Twitter Just Sold its Developer Platform to Google
The move comes as Twitter looks to build out its core product in 2017.


Fabric, Twitter's developer platform, now belongs to Google. The move was announced on Fabric's blog Wednesday morning and confirmed in a Twitter thread by Sr. Director of Product, Jeff Seibert.

Acquired by Twitter in 2014, Fabric is a "a modular mobile platform" designed to help app developers improve the " stability, distribution, revenue and identity" of their products, according to Twitter's blog post. Everything from the ability to natively embed tweets in other apps to signing in with your Twitter credentials were made possible by Fabric.

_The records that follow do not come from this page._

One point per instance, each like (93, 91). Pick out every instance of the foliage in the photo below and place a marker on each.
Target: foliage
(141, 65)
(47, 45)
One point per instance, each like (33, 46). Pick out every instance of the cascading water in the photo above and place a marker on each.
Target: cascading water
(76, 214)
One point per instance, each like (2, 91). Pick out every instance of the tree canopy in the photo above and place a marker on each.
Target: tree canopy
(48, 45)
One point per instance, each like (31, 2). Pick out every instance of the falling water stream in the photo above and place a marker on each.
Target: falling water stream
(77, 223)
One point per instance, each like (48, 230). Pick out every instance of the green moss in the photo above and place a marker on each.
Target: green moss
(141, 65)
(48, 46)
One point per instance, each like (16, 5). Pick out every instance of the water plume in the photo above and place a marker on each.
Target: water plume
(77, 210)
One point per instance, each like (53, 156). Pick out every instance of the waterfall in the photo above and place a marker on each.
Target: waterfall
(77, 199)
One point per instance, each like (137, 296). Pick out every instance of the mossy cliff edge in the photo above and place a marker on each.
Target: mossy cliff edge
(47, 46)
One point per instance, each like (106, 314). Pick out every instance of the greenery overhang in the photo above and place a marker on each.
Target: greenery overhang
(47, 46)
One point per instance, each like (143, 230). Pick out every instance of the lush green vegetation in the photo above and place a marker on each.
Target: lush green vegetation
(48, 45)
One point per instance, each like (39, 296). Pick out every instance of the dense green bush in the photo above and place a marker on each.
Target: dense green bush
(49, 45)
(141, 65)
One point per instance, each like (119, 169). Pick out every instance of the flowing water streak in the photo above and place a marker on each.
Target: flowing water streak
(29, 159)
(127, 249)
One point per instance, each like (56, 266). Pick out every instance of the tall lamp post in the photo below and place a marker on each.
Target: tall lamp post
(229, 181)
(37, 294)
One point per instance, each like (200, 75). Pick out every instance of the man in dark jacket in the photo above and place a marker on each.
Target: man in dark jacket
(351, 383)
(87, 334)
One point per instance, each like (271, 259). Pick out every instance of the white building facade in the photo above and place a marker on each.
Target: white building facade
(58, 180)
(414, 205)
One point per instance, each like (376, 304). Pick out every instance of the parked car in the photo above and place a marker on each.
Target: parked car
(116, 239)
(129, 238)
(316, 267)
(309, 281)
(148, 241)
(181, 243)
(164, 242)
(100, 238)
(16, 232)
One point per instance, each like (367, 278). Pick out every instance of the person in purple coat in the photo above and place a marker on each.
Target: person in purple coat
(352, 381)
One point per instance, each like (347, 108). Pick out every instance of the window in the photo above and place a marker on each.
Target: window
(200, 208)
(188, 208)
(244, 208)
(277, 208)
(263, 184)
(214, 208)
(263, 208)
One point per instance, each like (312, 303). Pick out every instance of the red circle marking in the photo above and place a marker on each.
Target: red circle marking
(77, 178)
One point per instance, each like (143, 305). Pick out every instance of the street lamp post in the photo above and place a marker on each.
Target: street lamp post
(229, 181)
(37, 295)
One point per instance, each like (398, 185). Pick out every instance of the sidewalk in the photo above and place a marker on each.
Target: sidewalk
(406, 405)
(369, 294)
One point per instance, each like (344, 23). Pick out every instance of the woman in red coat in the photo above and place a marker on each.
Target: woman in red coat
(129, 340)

Now that it's been reacquired, Fabric will merge with Google's Firebase development platform. "We quickly realized that our missions are the same - helping mobile teams build better apps, understand their users, and grow their businesses," the Fabric team wrote in its announcement. "Fabric and Firebase operate mobile platforms with unique strengths in the market today." For its part, Twitter plans to continue investing in its public APIs and "Publisher Platform products including Twitter Kit and TweetDeck... Ads API, MoPub, and Gnip." And if you're an existing Fabric customer, don't worry, the platform will continue to function. You'll just need to agree to the new terms of service, which will be available once the deal is completed.